Nesta terça-feira (2), os moradores da cidade mato-grossense na qual Casaldáliga vive até hoje participarão do pré-lançamento do filme Descalço sobre a Terra Vermelha. A obra, baseada no livro que leva o mesmo nome e que conta a história do bispo, é uma coprodução da TV Brasil com mais duas televisões públicas, uma espanhola e outra catalã, e será exibida no canal brasileiro em três episódios nos dias 13, 20 e 27 deste mês.
Dom Pedro Casaldáliga nasceu em Balsareny, na província catalã de Barcelona, em 1928, e veio para o Brasil aos 40 anos, como missionário, para trabalhar em São Félix do Araguaia. Na região, preocupou-se com a saúde, a educação e a assistência à população. A equipe da Empresa Brasil de Comunicação (EBC) visitou o bispo que, mesmo debilitado pelo mal de Parkinson, falou sobre os problemas da região na época em que chegou: uma terra sem lei, marcada pela violência e pelos conflitos entre posseiros e latifundiários.  
Na luta pelo reconhecimento dos direitos indígenas, ajudou a fundar o Conselho Indigenista Missionário (Cimi) na década de 70. Egydio Schwade, que também foi um dos fundadores da instituição, é hoje coordenador do Comitê da Memória, Verdade e Justiça do Amazonas e relembra o trabalho ao lado do bispo. “Dom Pedro estava já muito engajado na questão indígena em Mato Grosso, na região do Araguaia, e eu, no noroeste do estado. A gente logo se entrosou”, conta.
Na época, eram promovidos encontros para reunir as lideranças indígenas e foi a partir da criação do Cimi que, segundo Schwade, essa população começou a se organizar e a ser protagonista de sua própria luta, travando embates históricos por questões como a demarcação de terras. O colega de trabalho define o bispo como uma pessoa que trazia ânimo para as reuniões. “Presença humilde, simples, escutando os indígenas”. Na descrição de Egydio, dom Pedro era destemido e não tinha medo de enfrentar a ditadura militar para defender aquilo em que acreditava.
O secretário da Coordenação Nacional da Comissão Pastoral da Terra (CPT), Antônio Canuto, trabalhou com o bispo em São Felix. Eles se conheceram no período em que dom Pedro chegou ao Brasil. Canuto conta que São Felix do Araguaia tinha uma estrutura muito precária em diversas áreas, o que levou o religioso a procurar a ajuda de colegas missionários para trabalhar nos povoados da região. “Ali faziam todo um trabalho de alfabetização de adultos, com as crianças também em termos de escolarização,o atendimento à saúde, a orientação para a saúde, e o padre fazia o trabalho pastoral”.
Canuto lembra que uma das características de dom Pedro é a tomada de decisão em conjunto.
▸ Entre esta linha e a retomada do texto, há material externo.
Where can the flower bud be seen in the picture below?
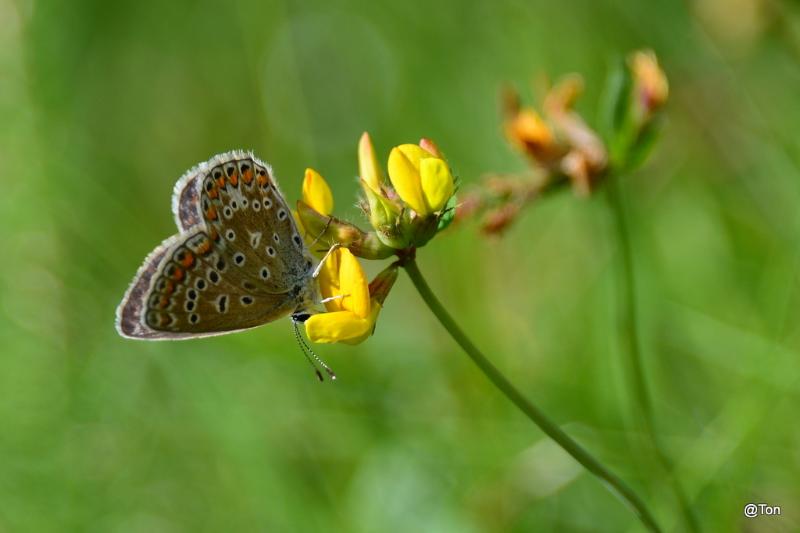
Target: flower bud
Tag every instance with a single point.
(649, 83)
(422, 180)
(317, 193)
(368, 168)
(330, 230)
Durante os trabalhos com as equipes, tudo era conversado e decidido por todos. Ele lembra também momentos marcantes que viveu ao lado de Casaldáliga, como o lançamento de uma carta pastoral no dia da ordenação de Pedro como bispo. “Ele lançou a carta pastoral Uma Igreja da Amazônia em Conflito com o Latifúndio e a Marginalização Social, documento que marcou a Igreja pela firmeza das falas e pelas denúncias dos casos de violação de direitos dos posseiros, dos índios e dos trabalhadores que vinham de fora como peões para as fazendas e que eram tratados em regime de escravidão”.
O trabalho desenvolvido por Pedro e seus colegas fez com que muitos integrantes da equipe, e até mesmo ele, fossem ameaçados de morte ou de expulsão do país.
Além da criação do Cimi, Casaldáliga teve participação na criação da Comissão Pastoral da Terra. “Ele e dom Tomás Balduíno são os dois pilares da criação tanto do Cimi quanto da CPT, ao lado de outros”. Com a CPT, muitos trabalhadores foram estimulados, assim como os indígenas, a se organizar.
Ações como o aperfeiçoamento de professores, a educação e o crescimento da consciência da população são reconhecidas por todos aqueles que tiveram suas vidas modificadas em São Felix do Araguaia. Na cidade, o sentimento de gratidão fica evidente nos depoimentos colhidos entre os que conviveram e defendem o trabalho de Pedro. A coordenadora da Associação de Educação e Assistência Social Nossa Senhora da Assunção, Vânia Costa Aguiar, fala com carinho daquele que, para ela, é mais que um padre. “Pedro é a figura que deu uma cara humanista para São Félix do Araguaia. Ele é pai, é protetor. É um ombro amigo a quem a população necessitada pode recorrer para falar e partilhar os problemas”.
Apesar do papel de destaque que tem na cidade, a postura humilde e a posição de que todas as conquistas são do grupo mostram a simplicidade de Pedro. “Eu percebo que ele nunca teve a intenção de resolver tudo sozinho. Sempre tem uma palavra amiga, uma palavra de conforto para quem o procura e sempre tenta buscar mais pessoas o envolvimento de mais gente para o encaminhamento dos problemas e das discussões das questões levadas a ele”.
Mesmo com a saúde frágil, mas ainda muito lúcido, o bispo faz questão de se manter atualizado. Vânia conta que ele nunca isolou os problemas vividos pela cidade e sempre relacionou o que ocorria ali com as questões nacionais. Para ela, o que dom Pedro fez na região vai ficar como legado para as futuras gerações. “O legado do Pedro é justamente ensinar a gente a cuidar das pessoas. Esse tem sido o seu trabalho, além dos apoios que recebemos, como ensinar a ter esperança. O que me chama atenção em Pedro é a sua força de vontade, a sua determinação em seguir adiante, com esperança”.
As informações são da Agência Brasil.
Publicado no jornal o popular


quarta-feira, 26 de novembro de 2014

Seminário O Incidente de Deslocamento de Competências nº 3 – IDC 3 e os casos de desaparecimento no Estado de Goiás



Dia 02 de dezembro de 2014, das 8h00 às 12h00.
Local: Auditório Joaquim Nabuco (Faculdade de Direito/UnB)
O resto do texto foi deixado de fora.